Dénoncer l’Etat islamique et... refuser d’aider ses victimes
"Dénoncer l'horreur islamiste tout en refusant l'actuelle vague de demandeurs d'asile - les premières et véritables victimes de ce radicalisme – est incompatible, voire humainement incompréhensible". Un édito de Dorian de Meeûs.
- Publié le 04-09-2015 à 16h18
- Mis à jour le 05-09-2015 à 13h22
Un édito de Dorian de Meeûs
Il est Syrien. Père de famille, il vient de Kobané, ville détruite après avoir été à deux reprises un champ de bataille de l’Etat islamique. Actuellement, l’homme se réfugie en dessous d’un pont à côté de la gare de Budapest en Hongrie en attente d’un train pouvant l’emmener en Allemagne. Son témoignage se résume ainsi : "Je préfère mourir que retourner à Kobané dans les bras de l'Etat islamique qui veut nous torturer, nous pendre, nous tuer".

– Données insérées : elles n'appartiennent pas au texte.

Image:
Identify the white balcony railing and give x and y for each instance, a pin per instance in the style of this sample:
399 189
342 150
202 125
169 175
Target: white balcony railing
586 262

L’Etat islamique, dispersé partiellement en Irak et en Syrie, nous a presque habitués à ses horreurs : hommes brûlés vifs, femmes lapidées en public, enfants égorgés, macabres mises en scène d’homosexuels jetés depuis des sommets d’immeubles avant d’être achevés, cadavres mutilés, marchés d’esclaves sexuelles, chrétiens crucifiés, corps décapités,… La liste de l’horreur est infinie. Vu les atroces et violentes mises en scènes, les rédactions s’abstiennent souvent de diffuser certaines images pour ne pas entrer dans le piège tendu par Daech. Le groupe aspire à terroriser toujours plus la planète.
Dénoncer ces actes, condamner Daech, se révolter contre ces pratiques barbares, c’est facile depuis la Belgique. Mais voilà, les opposants les plus virulents à l’islamisme radical sur les réseaux sociaux sont souvent les plus fervents opposants à l’accueil des réfugiés chez nous. Ils devraient pourtant, au contraire, comprendre et soutenir ces populations qui sont prêtes à tout pour fuir ce théâtre macabre qu’ils dénoncent tant.
Dénoncer l'horreur islamiste tout en refusant l'actuelle vague de demandeurs d'asile - les premières et véritables victimes de ce radicalisme – est incompatible, voire humainement incompréhensible.
Fuir l’innommable folie guerrière
La principale crainte avancée est celle d’un risque de basculement de notre ‘vivre ensemble’, comme si ces quelques millions de réfugiés qui fuient les fous de dieu allaient bousculer notre société européenne de plus de 500 millions d’habitants. Au contraire, ils pourront témoigner de l’horreur de ce radicalisme sans issue qu’ils ont vécu et fui. Ce sont des témoins vivants de faits en cours. Ils ont un devoir de mémoire envers leurs proches restés dans les campagnes et villes syriennes. S’ils étaient favorables à l’objectif final de Daech, ils seraient restés sur place au lieu de risquer leurs vies sur des zodiacs dégonflés.
Inutile de se voiler la face, une telle phobie existe et est de plus en plus répandue parmi les citoyens selon les enquêtes d’opinion. Certes, "on ne peut accueillir toute la misère du monde" quand la précarité est déjà un fléau dans nos régions, mais on doit pouvoir accepter un effort exceptionnel pour donner un espoir à ces milliers de personnes qui ont fui l’innommable folie guerrière sans aucune aide des pays du Golfe. Puis, verser une larme devant une photo qui fait le tour du monde ne résout (malheureusement) rien…
Comme on l’a constaté ces derniers mois avec les départs de jeunes en Syrie et des attentats réussis ou manqués, l’échec partiel du ‘vivre ensemble’ alimente sans doute une partie de la xénophobie et du repli sur soi. C’est pourquoi il est temps d’oser en parler franchement et lui donner les conditions de sa réussite.